Herbivorous reptiles and body mass: Effects on food intake, digesta retention, digestibility and gut capacity, and a comparison with mammals

Abstract

Differences in the allometric scaling between gut capacity (with body mass, BM 1.00) and food intake (with BM 0.75) should theoretically result in a scaling of digesta retention time with BM 0.25 and therefore a higher digestive efficiency in larger herbivores. This concept is an important part of the so-called ‘Jarman–Bell principle’ (JBP) that explains niche differentiation along a body size gradient in terms of digestive physiology. Empirical data in herbivorous mammals, however, do not confirm the scaling of retention time, or of digestive efficiency, with body mass.
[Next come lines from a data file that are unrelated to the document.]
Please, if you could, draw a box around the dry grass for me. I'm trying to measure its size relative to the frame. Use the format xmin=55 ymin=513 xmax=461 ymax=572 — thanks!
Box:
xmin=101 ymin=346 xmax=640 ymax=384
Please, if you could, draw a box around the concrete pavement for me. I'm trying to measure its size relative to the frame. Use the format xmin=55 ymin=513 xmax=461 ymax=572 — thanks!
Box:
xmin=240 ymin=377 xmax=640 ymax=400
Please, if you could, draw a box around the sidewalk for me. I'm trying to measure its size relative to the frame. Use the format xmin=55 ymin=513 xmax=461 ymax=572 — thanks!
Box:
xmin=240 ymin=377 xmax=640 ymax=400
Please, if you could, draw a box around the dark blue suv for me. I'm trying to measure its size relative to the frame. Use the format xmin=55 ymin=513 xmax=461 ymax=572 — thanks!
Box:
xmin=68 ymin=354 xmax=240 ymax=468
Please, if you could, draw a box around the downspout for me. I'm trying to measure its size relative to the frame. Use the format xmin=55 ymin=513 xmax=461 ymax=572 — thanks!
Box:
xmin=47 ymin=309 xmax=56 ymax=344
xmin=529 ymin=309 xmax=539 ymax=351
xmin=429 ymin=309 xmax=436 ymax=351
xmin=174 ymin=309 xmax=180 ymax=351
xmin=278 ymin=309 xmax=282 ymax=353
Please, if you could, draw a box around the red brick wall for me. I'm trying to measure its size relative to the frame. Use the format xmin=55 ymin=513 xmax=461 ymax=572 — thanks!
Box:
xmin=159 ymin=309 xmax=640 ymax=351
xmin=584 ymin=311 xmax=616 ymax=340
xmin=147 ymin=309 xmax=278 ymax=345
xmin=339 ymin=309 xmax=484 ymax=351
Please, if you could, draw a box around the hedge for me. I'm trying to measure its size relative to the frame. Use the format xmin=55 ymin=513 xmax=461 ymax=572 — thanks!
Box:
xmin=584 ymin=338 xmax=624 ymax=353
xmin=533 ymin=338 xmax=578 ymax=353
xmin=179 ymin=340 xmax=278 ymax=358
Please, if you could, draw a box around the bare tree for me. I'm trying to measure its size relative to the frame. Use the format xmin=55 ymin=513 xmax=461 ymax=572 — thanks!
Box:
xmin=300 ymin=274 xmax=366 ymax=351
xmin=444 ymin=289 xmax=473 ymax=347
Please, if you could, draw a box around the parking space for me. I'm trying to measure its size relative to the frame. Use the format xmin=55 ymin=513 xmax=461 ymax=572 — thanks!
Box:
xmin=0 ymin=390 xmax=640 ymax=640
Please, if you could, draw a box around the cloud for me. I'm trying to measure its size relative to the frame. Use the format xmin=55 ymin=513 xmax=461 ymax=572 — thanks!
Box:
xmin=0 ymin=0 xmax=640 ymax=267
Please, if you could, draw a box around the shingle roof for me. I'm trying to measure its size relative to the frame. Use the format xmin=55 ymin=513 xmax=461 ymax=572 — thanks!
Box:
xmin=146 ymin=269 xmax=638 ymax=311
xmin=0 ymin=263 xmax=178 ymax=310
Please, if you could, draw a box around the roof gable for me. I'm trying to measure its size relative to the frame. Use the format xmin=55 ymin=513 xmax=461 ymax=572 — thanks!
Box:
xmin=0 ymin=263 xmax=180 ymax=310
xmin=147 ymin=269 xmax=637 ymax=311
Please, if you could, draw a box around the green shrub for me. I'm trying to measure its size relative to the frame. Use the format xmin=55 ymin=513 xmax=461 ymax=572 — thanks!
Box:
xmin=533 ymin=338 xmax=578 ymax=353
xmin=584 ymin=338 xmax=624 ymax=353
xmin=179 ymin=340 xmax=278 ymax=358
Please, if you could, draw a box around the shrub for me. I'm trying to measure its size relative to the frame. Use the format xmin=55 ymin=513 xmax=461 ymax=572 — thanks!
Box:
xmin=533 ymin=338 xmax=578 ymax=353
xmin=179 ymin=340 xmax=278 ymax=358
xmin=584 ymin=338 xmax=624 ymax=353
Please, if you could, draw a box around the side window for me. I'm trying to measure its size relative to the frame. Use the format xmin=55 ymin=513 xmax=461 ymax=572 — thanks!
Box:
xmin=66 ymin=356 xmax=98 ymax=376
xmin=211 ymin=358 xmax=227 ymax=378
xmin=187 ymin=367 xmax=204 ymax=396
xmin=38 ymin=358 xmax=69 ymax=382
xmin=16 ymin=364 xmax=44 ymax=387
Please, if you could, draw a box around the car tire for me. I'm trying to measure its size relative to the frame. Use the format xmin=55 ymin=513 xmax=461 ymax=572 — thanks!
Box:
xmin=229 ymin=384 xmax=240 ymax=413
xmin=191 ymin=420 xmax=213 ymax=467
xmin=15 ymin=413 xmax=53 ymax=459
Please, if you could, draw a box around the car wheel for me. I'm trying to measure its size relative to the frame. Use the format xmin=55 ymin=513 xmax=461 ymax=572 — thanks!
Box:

Here, we test these concepts in herbivorous reptiles, adding data of an experiment that measured food intake, digesta retention, digestibility and gut capacity in 23 tortoises ( Testudo graeca, T. hermanni , Geochelone nigra, G. sulcata, Dipsochelys dussumieri) across a large BM range (0.5–180 kg) to a literature data collection. While dry matter gut fill scaled to BM 1.07 and dry matter intake to BM 0.76, digesta mean retention time (MRT) scaled to BM 0.17; the scaling exponent was not significantly different from zero for species > 1 kg. Food intake level was a major determinant of MRT across reptiles and mammals. In contrast to dietary fibre level, BM was not a significant contributor to dry matter digestibility in a General Linear Model. Digestibility coefficients in reptiles depended on diet nutrient composition in a similar way as described in mammals. Although food intake is generally lower and digesta retention longer in reptiles than in mammals, digestive functions scale in a similar way in both clades, indicating universal principles in herbivore digestive physiology. The reasons why the theoretically derived JBP has little empirical support remain to be investigated. Until then, the JBP should not be evoked to explain niche differentiation along a body size axis in terms of digestive physiology.